When a distributed software system grows bigger and bigger, one will end up with a big amount of various components which all need to scale independently. In order to achieve these components working smooth together, it is necessary to figure out at which time a component needs to be scaled, to avoid having one component as a bottleneck.
This blog post focuses on the possibility to test the behaviour of a large scale system under extreme load in order to discover vulnerabilities. Therefore I will provide an overview of scalability testing and a more specific variant, which has already proven itself as a successful testing variant for such systems, called Chaos Engineering.
Scalability testing is a testing method that is assigned to non-functional testing, which means it checks non-functional aspects of a system, like performance, reliability or usability.
The main aspect behind testing scalability is to measure an application’s performance based on its ability to perform up – and downscaling during different amount of load. 
Scalability Testing vs Load Testing
The term “Load Testing” might be better known for some people. Performing load tests on an application means, that the entire system is tested under maximum load, to figure out the point at that the application is not usable anymore. 
This point indicates how much load the application can just about handle before the response times become too long or the system even crashes.
So what’s the difference to Scalability Testing?
When testing for scale, unlike load tests, now the minimum and maximum load for all levels of a system is measured, which includes software, hardware and database levels.
When there is more traffic, the system should scale up the specific layer in order to prevent large response times. The goal of scalability testing is to ensure that the application performs these scaling functions correctly. Measuring performance always means defining metrics or parameters to be able to produce results which can be compared later on. 
These parameters can be different, depending on the type of the application.
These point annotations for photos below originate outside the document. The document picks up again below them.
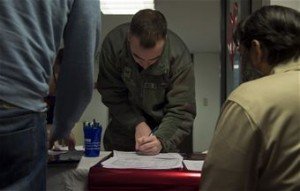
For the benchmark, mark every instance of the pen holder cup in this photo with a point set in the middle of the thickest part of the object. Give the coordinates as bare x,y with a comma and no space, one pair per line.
92,140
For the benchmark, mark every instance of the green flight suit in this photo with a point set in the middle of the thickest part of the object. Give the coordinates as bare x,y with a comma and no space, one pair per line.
162,95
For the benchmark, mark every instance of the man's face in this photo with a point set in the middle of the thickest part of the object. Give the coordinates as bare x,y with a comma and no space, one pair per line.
145,57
For example in a web frontend application one would most likely measure the number of users or the network usage, while when testing a web server, the amount of processed requests is more important.
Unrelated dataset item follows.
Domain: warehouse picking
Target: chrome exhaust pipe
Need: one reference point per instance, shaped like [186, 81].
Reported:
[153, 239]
As you might have seen, testing in general is closely linked to another topic when dealing with large scale systems, which is monitoring.
You can get a good introduction into this topic by reading this blog post: https://blog.mi.hdm-stuttgart.de/index.php/2019/02/26/end-to-end-monitoring-of-modern-cloud-applications/.
For the purpose of testing it is important to know, that results can only be compared, if a correct monitoring environment is set up, on which the specific parameters can be can be viewed independently.
I have talked a lot about different parameters for different types of applications, so let’s take a look at some examples: , 
- Response time
- Response time is defined as the time between the user request and the application’s response.
- The expected behaviour would be, that the response time stays the same, no matter the load level. Although it is quite normal, that the response time is larger at high load, everybody will have to define his own threshold, which he thinks is tolerable for his users.
- Throughput defines the amount of processed requests by the application.
- It is important to differentiate between system levels: On database level, the amount of queries would be relevant, whereas in a typical web application, it would be the number of user requests.
- The expected behaviour would be the same throughput for all levels of load.
- CPU/memory usage
- Here, the CPU utilization and consumed memory while executing a task in the application is measured.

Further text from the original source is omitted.